Making a 120V LED C7 Bulb

Blue LEDs have a forward drop voltage of about 3.3 volts. Since we have 3 in series, plus a 0.7 Volt drop on the diode, we have 10.7 volts drop on all of them. 109.3V remains, to be lost in the resistor.

The total power in the resistor will be : V²/R = (109.3)² / 100000 = 0.119 W. Since the resistor can take 0.5 W, the heat should not be a problem, but nothing stops you from using a bigger resistor if you want.

The voltage is the potential and the amps is the actual flow of electrons. By putting the resistor in you cut down the amps, and because it is a light emiting DIODE, if you put reverse voltage to it (alternating) it will block it (for the most part) and not light up. What you are actually seeing is it flashing at 60 times a second. Otherwise, yes, you would need a rectifier and caps. Sorry for the spelling, my "check spelling" button is having problems.

ok, so if i wanted to brighten them up a bit, i would have to use a cap to smooth out the signal right? what farad value should i use? (for that matter how does one choose a cap value for any application?) i've got 3 super-bright white leds in series and they're not that bright at all. not to mention that they are pretty directional and i end up with 3 circles on the lampshade. i was gonna use some lighting gel diffusers to try and spread the light out, but it still looks dimmer than they should be.

No, you would use a lower resistance. Be careful if you go too low you will burn out your LEDs sooner than they should. The caps would be to filter out AC noise from the line. You could try putting the LEDs in parellel instead of series.

If you put the LEDs in parallel one will tend to draw more current and dim the others. Parallel ensures that they all get the same current. Just lower the resistor if you want more current.

You don't need a rectifier to make them brighter, just more current. In another post I calculated under 2mA driving the LEDs, so there is a lot of room for higher current and thus brightness. They're being pulsed so you can drive them higher than their DC current rating.

Why do you what to use a cap for? I have no caps and the light is not flashing. LED are diodes, BUT they don't have a very high reverse voltage, this is why the diode is there on the AC. The resistor is for limiting the current. Each blue LED drops about 3V. So the rest of the voltage will be at the resistor and diode...The circuit works, it does not heat, and there is no flicker. This is a K.I.S. circuit... There is no reverse current to the LED because of the diode 1N4001 and the current is fairly low and not stressing the LED. This is going to last a long time. Plus it's so compact, I was able to make it fit within the size of the original bulb.

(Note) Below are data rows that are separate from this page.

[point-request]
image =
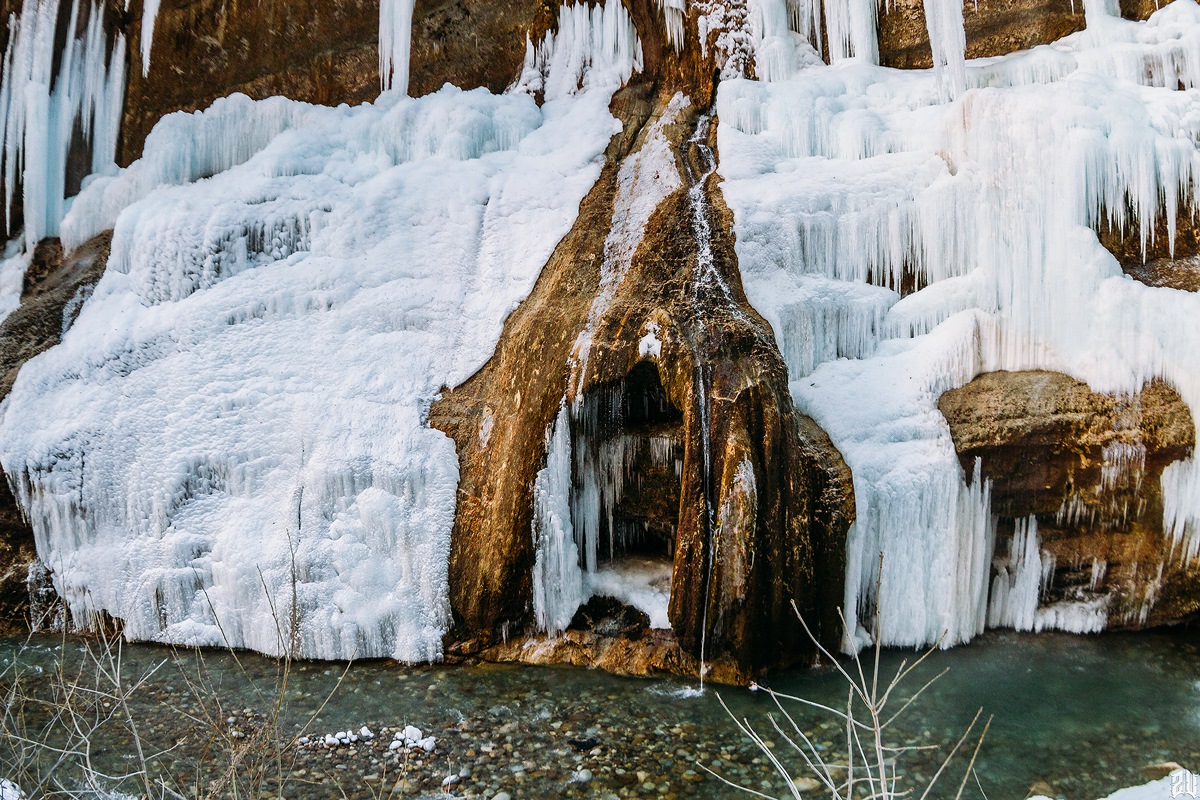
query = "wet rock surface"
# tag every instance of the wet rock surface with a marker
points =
(715, 362)
(313, 50)
(54, 289)
(993, 28)
(1087, 465)
(1169, 258)
(535, 733)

Kind of an old comment, but If you are only using one diode its a half wave rectifier and therefore only flashes at 30 times a second. If you were to use a bridge rectifier, then it would be 60 times a seconds or hertz.

Actually it's 60 flashes a second with the half-wave rectifier; a 60 Hz sine wave has 60 positive peaks and 60 negative peaks per second.

You can double the flashing rate to 120Hz without any rectifier or caps (see my other posts).

It will work on any 120V circuit. I used a C7 (Christmas lights socket) because this is what's used into my fridge water dispenser. Originally, I left the thing running for a week on my desk before I actually made the final assembly. There was no significant heat. The final assembly has been lighting up my water dispenser for a month now. Don't think it's CSA or UL :')

Oh, and regarding "overvolting", the resistor prevents that. When the LEDs have sufficient voltage running through them, they'll draw pretty much whatever current you feed them, so the resistor will drop the voltage to their forward voltages. Let's say the LED's forward voltage is 3.3V. Three in a row give 9.9V, plus the ~0.6V drop of the 1N4004 diode, so about 10.5V. The 120V (RMS) AC peaks at 170V, so the resistor will have 155V across it and deliver 155V/100K = ~1.6mA @ 3.3V to each of the LEDs during the peak of the cycle.

The diode presumably has a higher reverse-breakdown voltage than the LEDs, so on the negative half of each cycle, it ensures that there's negligible reverse voltage on the LEDs. But a more elegant solution is to just put the LEDs in parallel in opposite directions (see my other post).

Blue is also apparently bad for humans to be around at night because it disrupts the sleep cycle.

Yes, Blue light is harsh on the eyes in the dark. Green would be better than blue, but Red is much better yet. Star Gazers use nothing but red to move around their telescope sites to preserve their night vision.